In liposuction, a doctor inserts a hollow tube called a cannula through tiny incisions to suction out fat and fluid. It is done under general anesthesia or sedation. Although the surgeon can’t see the tip of the cannula, he or she is guided by experience and training.
Liposuction is still the nation’s most popular form of cosmetic surgery — 324,891 men and women had it last year, according to the American Society of Plastic Surgeons. But its popularity has declined in recent years, with 9 percent fewer surgeries now than in 2000.

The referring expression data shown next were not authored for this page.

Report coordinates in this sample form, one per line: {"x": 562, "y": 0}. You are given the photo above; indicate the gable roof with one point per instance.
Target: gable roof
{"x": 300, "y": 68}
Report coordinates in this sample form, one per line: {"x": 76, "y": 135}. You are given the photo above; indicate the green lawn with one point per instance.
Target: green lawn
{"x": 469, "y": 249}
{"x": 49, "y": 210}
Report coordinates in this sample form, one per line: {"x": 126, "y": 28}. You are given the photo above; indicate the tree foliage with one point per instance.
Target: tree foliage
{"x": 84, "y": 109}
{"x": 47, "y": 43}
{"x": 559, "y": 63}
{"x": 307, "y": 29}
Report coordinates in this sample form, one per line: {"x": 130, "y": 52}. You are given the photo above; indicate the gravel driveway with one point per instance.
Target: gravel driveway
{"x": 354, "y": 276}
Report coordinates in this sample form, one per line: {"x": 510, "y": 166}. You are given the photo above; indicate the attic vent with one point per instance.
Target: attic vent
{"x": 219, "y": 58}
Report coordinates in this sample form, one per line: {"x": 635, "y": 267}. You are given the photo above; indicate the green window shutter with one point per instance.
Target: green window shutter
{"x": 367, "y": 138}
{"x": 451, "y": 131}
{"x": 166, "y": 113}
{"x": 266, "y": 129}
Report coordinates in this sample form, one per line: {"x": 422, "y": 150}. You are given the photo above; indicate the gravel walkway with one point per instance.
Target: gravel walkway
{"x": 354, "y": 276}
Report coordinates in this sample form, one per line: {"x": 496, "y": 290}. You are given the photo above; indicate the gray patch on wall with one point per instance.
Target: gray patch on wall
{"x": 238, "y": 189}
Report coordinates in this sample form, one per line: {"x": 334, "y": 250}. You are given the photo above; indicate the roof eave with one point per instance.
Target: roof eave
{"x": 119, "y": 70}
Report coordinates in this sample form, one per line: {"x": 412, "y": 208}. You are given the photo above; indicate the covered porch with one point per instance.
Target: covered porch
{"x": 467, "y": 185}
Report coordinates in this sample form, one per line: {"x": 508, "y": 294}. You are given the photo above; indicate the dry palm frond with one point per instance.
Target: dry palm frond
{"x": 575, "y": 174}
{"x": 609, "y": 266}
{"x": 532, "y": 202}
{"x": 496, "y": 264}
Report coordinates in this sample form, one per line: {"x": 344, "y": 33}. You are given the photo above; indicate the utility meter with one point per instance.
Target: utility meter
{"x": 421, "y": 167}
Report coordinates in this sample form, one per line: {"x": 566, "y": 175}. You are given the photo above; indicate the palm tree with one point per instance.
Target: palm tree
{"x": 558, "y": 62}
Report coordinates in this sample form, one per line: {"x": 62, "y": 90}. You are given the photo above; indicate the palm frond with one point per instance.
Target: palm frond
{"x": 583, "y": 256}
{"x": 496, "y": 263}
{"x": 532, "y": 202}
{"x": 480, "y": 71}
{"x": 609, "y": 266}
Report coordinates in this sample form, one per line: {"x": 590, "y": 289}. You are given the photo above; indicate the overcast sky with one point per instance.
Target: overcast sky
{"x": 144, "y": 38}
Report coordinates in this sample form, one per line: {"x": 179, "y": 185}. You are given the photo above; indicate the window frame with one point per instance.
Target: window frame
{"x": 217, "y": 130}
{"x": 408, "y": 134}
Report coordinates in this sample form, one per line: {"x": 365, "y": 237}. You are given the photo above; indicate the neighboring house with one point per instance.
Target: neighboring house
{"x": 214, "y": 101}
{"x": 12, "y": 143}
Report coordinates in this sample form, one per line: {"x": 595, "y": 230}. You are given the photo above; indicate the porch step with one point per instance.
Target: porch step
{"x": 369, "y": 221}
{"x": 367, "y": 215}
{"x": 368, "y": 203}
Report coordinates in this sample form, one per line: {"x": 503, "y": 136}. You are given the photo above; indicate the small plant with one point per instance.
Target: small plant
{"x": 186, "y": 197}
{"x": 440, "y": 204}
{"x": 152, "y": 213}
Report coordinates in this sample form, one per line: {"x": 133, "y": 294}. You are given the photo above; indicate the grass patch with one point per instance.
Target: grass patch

Make sure there is adequate monitoring of a patient after surgery, especially if more than 10 pounds of tissue is removed, said Dr. Rod J. Rohrich , past president of the plastic surgeons’ group and chairman of plastic surgery at the University of Texas Southwestern Medical Center in Dallas. If a doctor removes more than this, serious “fluid shifts” can occur, triggering drops in blood pressure and stresses on the heart.
Plasma, the liquid part of blood, seeps into the hole created by suctioning out fat, potentially depriving organs of the plasma they need, said Dr. James W. May Jr. , chairman of plastic surgery at Massachusetts General Hospital. “There are more fluid shifts with liposuction than, say, with an appendectomy.”
Liposuction is not a treatment for obesity, because doctors can’t safely remove enough fat. If you are considering liposuction, ask about your doctor’s training and how many procedures he or she does per year (a busy specialist should do at least 50 to 100). Ask how you will be monitored afterward and talk to previous patients.